Following an adjustment last year, the scheme allows for the first €50,000 of profits or gains earned by artists from the sale of their work to be exempt from income tax.
Mr O’Malley is one of 163 people to be granted the exemption in the first nine months of 2016, and will not pay tax on profits on the sale of his autobiography, Conduct Unbecoming.
Other notable individuals who received a favourable determination from Revenue so far in 2016 include hotelier and At Your Service host Francis Brennan and former rugby player Tony Ward in respect of books they authored and singer Tommy Fleming, who applied for the exemption for his musical compositions.
The exemption is granted in respect of profits from works spanning books, musical compositions, plays, paintings, photography, and sculptures.
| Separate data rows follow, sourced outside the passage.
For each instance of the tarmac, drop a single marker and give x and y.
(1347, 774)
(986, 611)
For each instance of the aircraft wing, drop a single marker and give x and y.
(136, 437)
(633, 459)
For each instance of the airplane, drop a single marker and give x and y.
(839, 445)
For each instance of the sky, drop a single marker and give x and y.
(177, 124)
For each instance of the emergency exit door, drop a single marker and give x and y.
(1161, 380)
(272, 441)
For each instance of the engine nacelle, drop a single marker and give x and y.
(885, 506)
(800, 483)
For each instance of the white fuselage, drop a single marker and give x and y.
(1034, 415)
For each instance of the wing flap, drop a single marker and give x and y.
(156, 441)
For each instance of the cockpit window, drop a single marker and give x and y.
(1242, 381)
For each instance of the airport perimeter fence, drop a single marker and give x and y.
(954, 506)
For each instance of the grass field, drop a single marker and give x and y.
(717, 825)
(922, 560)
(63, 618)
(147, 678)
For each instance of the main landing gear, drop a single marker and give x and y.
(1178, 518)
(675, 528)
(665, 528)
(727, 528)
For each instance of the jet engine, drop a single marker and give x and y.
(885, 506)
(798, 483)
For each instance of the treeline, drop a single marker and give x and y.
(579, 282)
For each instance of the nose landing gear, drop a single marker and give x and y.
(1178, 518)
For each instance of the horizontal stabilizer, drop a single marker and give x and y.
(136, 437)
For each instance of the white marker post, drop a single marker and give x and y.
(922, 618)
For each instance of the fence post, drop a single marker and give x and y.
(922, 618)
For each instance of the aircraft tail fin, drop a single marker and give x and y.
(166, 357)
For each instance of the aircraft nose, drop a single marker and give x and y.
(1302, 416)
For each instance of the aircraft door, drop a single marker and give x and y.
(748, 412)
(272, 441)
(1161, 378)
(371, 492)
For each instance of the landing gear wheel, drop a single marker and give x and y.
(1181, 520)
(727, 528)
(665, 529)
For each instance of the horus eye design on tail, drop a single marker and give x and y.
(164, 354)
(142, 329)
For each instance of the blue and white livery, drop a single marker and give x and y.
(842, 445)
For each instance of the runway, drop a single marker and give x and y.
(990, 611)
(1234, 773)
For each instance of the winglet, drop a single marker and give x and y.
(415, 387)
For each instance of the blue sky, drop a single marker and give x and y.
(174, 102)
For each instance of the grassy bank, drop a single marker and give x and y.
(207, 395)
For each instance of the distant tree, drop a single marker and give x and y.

The most recently available figures for the scheme show that €5.8m in tax relief was granted to 2,640 artists in 2014.
A Department of Finance review last year stated that the original intention of the scheme “has been undermined since the exemption has been availed of by works such as biographers of celebrities, politicians and sports persons”.
“A further argument in favour of abolishing the scheme is that it is being availed of not just by low income/ struggling artists but by those who have income other than that returned under the artists’ scheme,” the report found.
However despite noting the “public criticism” and “negative comment” arising from the awarding of the exemption to biographies, the review authors ultimately recommended no changes to the current guidelines.